Zwar ist es zutreffend, dass die Anspruchsvoraussetzungen von § 633 Abs. 3 BGB a. F. und § 13 Nr. 5 Abs. 2 VOB/B nahezu identisch sind, beide dem selben Zweck dienen und deshalb von der obergerichtlichen Rechtsprechung nach Inhalt und Umfang im Wesentlichen gleichgesetzt werden (BGH NJW 1986, 711; 1998 1140, 1141).

Dies ändert aber nichts daran, dass ein Bürge der für Gewährleistungsansprüche nach § 13 VOB/B haftet ein geringeres Risiko als derjenige eingeht, der sich für Gewährleistungsansprüche nach den §§ 633 ff. BGB a. F. verbürgt hat. Die Anspruchsvoraussetzungen für Minderung und Schadensersatz nach § 13 Nr. 6 und 7 VOB/B sind wesentlich enger als diejenigen nach den §§ 634, 635 BGB.

Hinsichtlich des Wasserschadens für die Wohnung Nr. 101 (Ziff. 2.3 der Klageschrift) nimmt die Klägerin die Beklagte auch für Schadensersatzansprüche aus den übernommenen Bürgschaften in Anspruch. Dabei handelt es sich um die Ansprüche auf Mietminderung, Mietausfall, Gerichtskostenvorschuss für den Sachverständigen und den Gebühren für die Rechtsanwälte ... und Kollegen.

Da in dem mit der Streitverkündeten abgeschlossenen Werkvertrag Gewährleistung nach BGB vereinbart worden war, muss sie sich den Vorwurf gefallen lassen, dass sie die von der Beklagten erhaltene Bürgschaft, die nur für Ansprüche nach § 13 VOB/B die Haftung übernommen hat, nicht zurückgewiesen hat.

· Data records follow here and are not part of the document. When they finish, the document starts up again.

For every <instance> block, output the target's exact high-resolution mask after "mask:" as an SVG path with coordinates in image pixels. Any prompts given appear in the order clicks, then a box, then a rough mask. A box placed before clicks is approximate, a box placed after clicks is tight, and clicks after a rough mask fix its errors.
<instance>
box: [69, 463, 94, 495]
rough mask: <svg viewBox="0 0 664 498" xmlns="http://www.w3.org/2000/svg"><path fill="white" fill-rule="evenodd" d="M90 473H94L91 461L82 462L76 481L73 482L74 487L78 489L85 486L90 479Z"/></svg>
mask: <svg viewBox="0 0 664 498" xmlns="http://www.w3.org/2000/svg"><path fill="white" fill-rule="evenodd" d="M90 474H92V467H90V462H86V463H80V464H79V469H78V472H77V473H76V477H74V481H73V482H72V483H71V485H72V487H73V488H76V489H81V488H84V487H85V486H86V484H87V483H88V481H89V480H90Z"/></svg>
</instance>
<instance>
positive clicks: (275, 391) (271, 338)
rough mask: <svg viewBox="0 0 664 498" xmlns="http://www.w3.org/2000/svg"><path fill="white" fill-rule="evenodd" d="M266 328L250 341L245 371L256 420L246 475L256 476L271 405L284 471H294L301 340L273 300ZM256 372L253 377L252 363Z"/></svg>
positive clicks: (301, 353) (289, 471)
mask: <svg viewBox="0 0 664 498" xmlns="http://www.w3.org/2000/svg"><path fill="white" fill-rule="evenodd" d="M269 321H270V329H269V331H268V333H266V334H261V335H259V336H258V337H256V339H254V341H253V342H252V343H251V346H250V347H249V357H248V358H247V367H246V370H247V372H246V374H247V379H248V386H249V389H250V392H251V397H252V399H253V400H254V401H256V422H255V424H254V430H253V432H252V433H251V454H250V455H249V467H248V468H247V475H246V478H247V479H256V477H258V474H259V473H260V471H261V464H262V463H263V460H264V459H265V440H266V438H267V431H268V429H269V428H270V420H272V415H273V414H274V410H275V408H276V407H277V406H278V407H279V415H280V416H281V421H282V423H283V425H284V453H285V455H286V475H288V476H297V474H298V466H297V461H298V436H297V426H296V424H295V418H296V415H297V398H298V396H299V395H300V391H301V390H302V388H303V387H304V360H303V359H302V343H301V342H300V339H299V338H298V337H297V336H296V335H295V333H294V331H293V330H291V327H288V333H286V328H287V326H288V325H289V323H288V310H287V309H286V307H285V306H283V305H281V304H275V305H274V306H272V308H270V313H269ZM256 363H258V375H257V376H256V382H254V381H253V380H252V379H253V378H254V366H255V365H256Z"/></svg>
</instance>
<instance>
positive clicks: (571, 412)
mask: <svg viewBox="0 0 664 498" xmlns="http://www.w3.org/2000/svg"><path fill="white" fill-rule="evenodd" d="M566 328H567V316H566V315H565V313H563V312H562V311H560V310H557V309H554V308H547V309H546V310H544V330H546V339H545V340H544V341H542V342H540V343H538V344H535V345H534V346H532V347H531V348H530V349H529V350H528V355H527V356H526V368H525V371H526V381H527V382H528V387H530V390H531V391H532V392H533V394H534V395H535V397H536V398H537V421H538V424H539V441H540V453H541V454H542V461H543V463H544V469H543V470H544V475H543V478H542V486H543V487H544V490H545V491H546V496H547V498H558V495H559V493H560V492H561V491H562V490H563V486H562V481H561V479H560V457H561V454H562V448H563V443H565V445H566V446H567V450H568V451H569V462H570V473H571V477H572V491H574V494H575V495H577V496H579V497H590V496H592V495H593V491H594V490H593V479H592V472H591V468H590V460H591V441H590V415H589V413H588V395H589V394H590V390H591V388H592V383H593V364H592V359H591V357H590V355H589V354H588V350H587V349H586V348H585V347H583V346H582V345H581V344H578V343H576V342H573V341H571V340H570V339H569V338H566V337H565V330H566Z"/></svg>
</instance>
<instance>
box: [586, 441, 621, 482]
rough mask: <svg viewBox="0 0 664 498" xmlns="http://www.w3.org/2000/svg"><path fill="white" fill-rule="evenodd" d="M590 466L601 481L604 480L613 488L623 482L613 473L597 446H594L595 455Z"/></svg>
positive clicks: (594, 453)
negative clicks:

Die von der Beklagten erteilte Bürgschaft hätte auf Grund des Bestimmtheitsgrundsatzes nur dann für Gewährleistungsansprüche nach dem BGB gehaftet, wenn überhaupt keine Anspruchsgrundlage angegeben gewesen oder klargestellt worden wäre, dass diese auch Ansprüche aus dem BGB umfasst. Zudem gehen Unklarheiten über Umfang und Reichweite der mit der Bürgschaft gesicherten Hauptschuld immer zu Lasten des Gläubigers, der Ansprüche aus dieser herleitet (BGH NJW 1998, 1140, 1141).

Etwas anderes folgt auch nicht aus der von der Klägerin zitierten Entscheidung des OLG Frankfurt in NJW/RR 1987, 82.

Bei dem dort zu beurteilenden Sachverhalt hatte die Bürgin die Haftung für Mängelgewährleistungsansprüche gem. VOB/VOL übernommen. Die Entscheidung befasst sich nur mit der Frage, ob die Bürgin auch die Haftung für vor der Abnahme liegenden Gewährleistungsansprüchen nach § 4 Nr. 7 VOB/B übernommen hat und betrifft deshalb einen völlig anders gelagerten Sachverhalt.

Der von der Klägervertreterin in der mündlichen Verhandlung vom 17.11.2005 gestellte Antrag auf Schriftsatznachlass zu den rechtlichen Hinweisen des Gerichts war zurückzuweisen.

Die Voraussetzung des § 139 Abs. 2 ZPO liegen nicht vor, weil die Streitverkündete bereits mit Schriftsatz vom 27.05.2005 darauf hingewiesen hat, dass die Bürgschaft nicht für die von der Klägerin behaupteten Mängelansprüche nach BGB haftet, da sie nur auf die Gewährleistung nach VOB, Teil B § 13 bezogen war und der Klägervertreter hierzu mit Schriftsatz vom 16.08.2005 Stellung genommen hat.

Die Kostenentscheidung folgt aus den §§ 91 Abs. 1, 101 Abs. 1 ZPO, die Regelung über die vorläufige Vollstreckbarkeit aus den §§ 708 Nr. 11, 711 ZPO.